Proibido comprar, testar e pensar em usar
A nova diretriz foi mais rígida do que qualquer outra até agora. Nem mesmo o chip H20, alvo de restrições anteriores, tinha enfrentado tamanha ofensiva. Agora, é “parar tudo ou encarar as consequências”. Várias empresas já estavam testando o RTX Pro 6000D e preparando pedidos em larga escala. Tudo interrompido.
E o que motiva esse corte tão abrupto? Simples: autonomia tecnológica. Ou como diria Pequim, “reduzir a dependência de tecnologia americana”. Mas a cereja do bolo é que essa ordem veio dias depois da China acusar a Nvidia de práticas anticompetitivas por conta da compra da Mellanox Technologies em 2020. Ou seja, não é só sobre chips. É pessoal.
Guerra fria digital em plena ebulição
Enquanto diplomatas chineses e americanos tentam manter uma conversa civilizada em Madrid na teoria para fechar acordos econômicos, na prática, o embate é de titãs. A China sabe que a IA será um dos pilares da hegemonia global e não quer depender de ninguém para isso. Já os EUA fazem de tudo para limitar o avanço tecnológico de seu maior rival.
Proibir a Nvidia de vender seus chips mais avançados é parte da estratégia. Mas não é só bloqueio: é substituição ativa.
As apostas em casa: chips Made in China
Com o recuo forçado da Nvidia, o holofote se volta para os players locais. E quem está roubando a cena é a Cambricon Technologies, que acaba de registrar um salto meteórico nos lucros.
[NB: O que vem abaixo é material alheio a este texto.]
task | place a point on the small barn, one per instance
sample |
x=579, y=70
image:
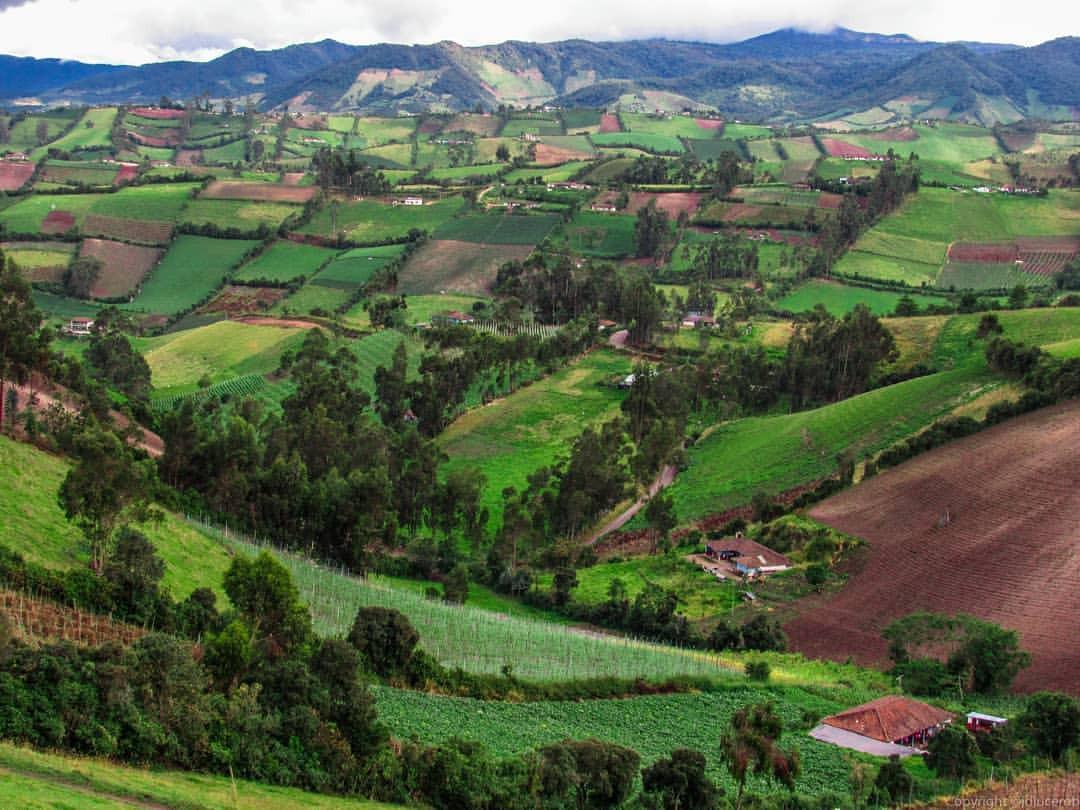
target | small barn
x=745, y=556
x=883, y=725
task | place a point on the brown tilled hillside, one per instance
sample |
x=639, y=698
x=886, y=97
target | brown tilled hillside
x=988, y=525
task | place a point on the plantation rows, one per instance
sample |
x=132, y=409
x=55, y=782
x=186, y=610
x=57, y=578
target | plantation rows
x=237, y=387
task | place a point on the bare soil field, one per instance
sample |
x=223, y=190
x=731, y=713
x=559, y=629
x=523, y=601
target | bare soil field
x=124, y=266
x=132, y=230
x=14, y=174
x=610, y=123
x=259, y=191
x=986, y=525
x=459, y=267
x=238, y=300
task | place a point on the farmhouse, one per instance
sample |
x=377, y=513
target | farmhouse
x=890, y=725
x=979, y=721
x=80, y=325
x=745, y=556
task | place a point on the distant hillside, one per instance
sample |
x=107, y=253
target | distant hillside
x=783, y=76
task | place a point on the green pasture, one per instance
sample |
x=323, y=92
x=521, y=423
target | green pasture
x=285, y=261
x=370, y=220
x=189, y=272
x=516, y=435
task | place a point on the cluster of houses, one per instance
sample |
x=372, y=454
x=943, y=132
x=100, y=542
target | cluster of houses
x=894, y=725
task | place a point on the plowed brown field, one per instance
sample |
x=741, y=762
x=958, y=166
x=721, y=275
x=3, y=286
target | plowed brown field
x=988, y=525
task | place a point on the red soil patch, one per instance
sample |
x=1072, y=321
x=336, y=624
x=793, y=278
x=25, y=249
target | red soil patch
x=57, y=221
x=127, y=173
x=259, y=191
x=712, y=124
x=842, y=149
x=828, y=200
x=610, y=123
x=159, y=115
x=553, y=156
x=38, y=619
x=1007, y=552
x=903, y=134
x=238, y=300
x=14, y=174
x=130, y=230
x=124, y=266
x=188, y=157
x=983, y=252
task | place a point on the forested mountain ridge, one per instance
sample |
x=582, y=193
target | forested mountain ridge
x=786, y=75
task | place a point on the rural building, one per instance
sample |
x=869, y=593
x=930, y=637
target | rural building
x=746, y=557
x=80, y=325
x=890, y=725
x=693, y=320
x=979, y=721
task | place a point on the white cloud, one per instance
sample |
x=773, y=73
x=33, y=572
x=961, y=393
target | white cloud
x=133, y=32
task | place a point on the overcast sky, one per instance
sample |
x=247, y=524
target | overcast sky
x=124, y=31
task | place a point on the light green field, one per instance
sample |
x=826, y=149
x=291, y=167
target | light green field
x=671, y=125
x=220, y=350
x=191, y=270
x=516, y=435
x=26, y=215
x=161, y=203
x=772, y=454
x=368, y=220
x=839, y=298
x=910, y=244
x=93, y=131
x=240, y=214
x=32, y=780
x=285, y=261
x=35, y=525
x=651, y=725
x=646, y=142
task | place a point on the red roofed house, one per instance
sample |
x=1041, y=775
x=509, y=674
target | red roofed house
x=892, y=719
x=745, y=556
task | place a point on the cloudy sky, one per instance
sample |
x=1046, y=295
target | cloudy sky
x=127, y=31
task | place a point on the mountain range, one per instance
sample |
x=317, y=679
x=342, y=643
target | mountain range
x=784, y=76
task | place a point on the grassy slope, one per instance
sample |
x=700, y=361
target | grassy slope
x=35, y=525
x=221, y=350
x=30, y=779
x=514, y=436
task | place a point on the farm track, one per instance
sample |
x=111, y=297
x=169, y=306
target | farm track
x=986, y=525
Saiu de prejuízo de 533 milhões de yuans para um lucro de 1,03 bilhão no primeiro semestre de 2025. Um salto digno de IPO animado em Silicon Valley.
A receita da Cambricon explodiu quase 44 vezes, chegando a 2,9 bilhões de yuans. Coincidência? Nada disso. Grandes empresas chinesas estão se voltando com força para alternativas domésticas, especialmente após o empurrãozinho regulatório.
A Huawei também está nessa jogada, junto com outras empresas que antes eram apenas figurantes no roteiro da IA, mas agora têm chance real de protagonismo.
E a Nvidia? Vai sentir o golpe, sim
A Nvidia viu suas ações caírem 1% no pré-mercado depois da notícia. Pode parecer pouco, mas a China foi responsável por 13% da receita da empresa em 2024. E perder esse pedaço do bolo, mesmo que parcialmente, preocupa — ainda mais quando se trata de chips que já não estavam performando tão bem assim.
O RTX Pro 6000D nunca foi exatamente um superstar. Com desempenho questionável e preço salgado, ele já enfrentava resistência. Em muitos casos, as empresas optavam por chips no mercado cinza, com custo-benefício mais vantajoso.
O futuro? Menos dependência, mais polarização
O que estamos vendo é uma escalada clara da nova Guerra Fria tecnológica. Os Estados Unidos tentam segurar a dianteira no setor mais estratégico do século, enquanto a China responde com bloqueios, incentivos e substituições. A Nvidia vira peão nesse xadrez geopolítico um peão valiosíssimo, é bom lembrar.
Agora, com a China acelerando sua independência e as empresas locais demonstrando fôlego, o cenário muda de vez. A previsão é que a produção de chips de IA na China triplique em 2026, o que deve abalar ainda mais a dominância americana nesse setor.
E aí fica a pergunta…
Se a China consegue cortar uma gigante como a Nvidia da jogada, quem será o próximo alvo dessa corrida por soberania digital? E mais: será que o ocidente está preparado para competir com uma China 100% autônoma em IA?